Highlights & Insights¶
- Closed-form transfer is the central contribution: once the latent space of the linear operator has been learned, adapting to a new instance requires only a matrix inversion with no gradient updates. This represents an important step toward advancing transfer learning from "few-shot fine-tuning" to "zero-shot computation."
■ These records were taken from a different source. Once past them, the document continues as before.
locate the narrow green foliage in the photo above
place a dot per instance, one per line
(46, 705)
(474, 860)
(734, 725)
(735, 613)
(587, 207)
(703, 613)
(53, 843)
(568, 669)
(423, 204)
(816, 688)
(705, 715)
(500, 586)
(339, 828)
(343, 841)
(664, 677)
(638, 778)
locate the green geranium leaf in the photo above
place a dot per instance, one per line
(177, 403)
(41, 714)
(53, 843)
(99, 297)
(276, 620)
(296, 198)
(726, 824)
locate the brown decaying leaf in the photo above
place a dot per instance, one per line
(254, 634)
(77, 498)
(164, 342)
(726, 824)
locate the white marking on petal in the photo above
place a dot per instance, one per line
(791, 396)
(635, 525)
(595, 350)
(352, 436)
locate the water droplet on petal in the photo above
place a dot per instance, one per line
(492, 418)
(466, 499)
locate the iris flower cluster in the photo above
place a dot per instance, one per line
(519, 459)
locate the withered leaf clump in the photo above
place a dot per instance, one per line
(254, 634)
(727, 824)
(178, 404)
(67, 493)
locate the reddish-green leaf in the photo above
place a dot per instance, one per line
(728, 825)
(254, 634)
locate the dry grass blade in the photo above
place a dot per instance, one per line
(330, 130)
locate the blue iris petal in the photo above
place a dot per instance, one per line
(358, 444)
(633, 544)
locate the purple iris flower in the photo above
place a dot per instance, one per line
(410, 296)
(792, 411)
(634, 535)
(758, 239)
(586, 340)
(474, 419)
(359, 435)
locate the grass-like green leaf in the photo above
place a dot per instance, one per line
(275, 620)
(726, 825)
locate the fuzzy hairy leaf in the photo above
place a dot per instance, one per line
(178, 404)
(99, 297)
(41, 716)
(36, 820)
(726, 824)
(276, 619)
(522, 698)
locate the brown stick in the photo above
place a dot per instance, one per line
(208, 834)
- The method's scope of applicability is well-defined: \(\epsilon\) must be sufficiently small, and failure cases are easy to identify (solution divergence), a self-diagnostic property of considerable value in scientific computing.
- The approach extends to transfer between related operators: the latent space remains reusable when coefficients \(a_\alpha(t)\) vary slightly.
Limitations & Future Work¶
- Restricted to polynomial perturbation terms; nonlinear terms involving derivatives are not yet supported.
- Validated only on 2D PDEs (1D space + time); extension to higher dimensions is a future direction.
- The effective range of \(\epsilon\) is problem-dependent.
Rating¶
- Novelty: ⭐⭐⭐⭐ The combination of perturbation theory and PINN-based transfer is original.
- Experimental Thoroughness: ⭐⭐⭐ Validation scenarios are limited.
- Writing Quality: ⭐⭐⭐⭐ Mathematical derivations are clear.
- Value: ⭐⭐⭐ Offers specific value within the scientific computing domain.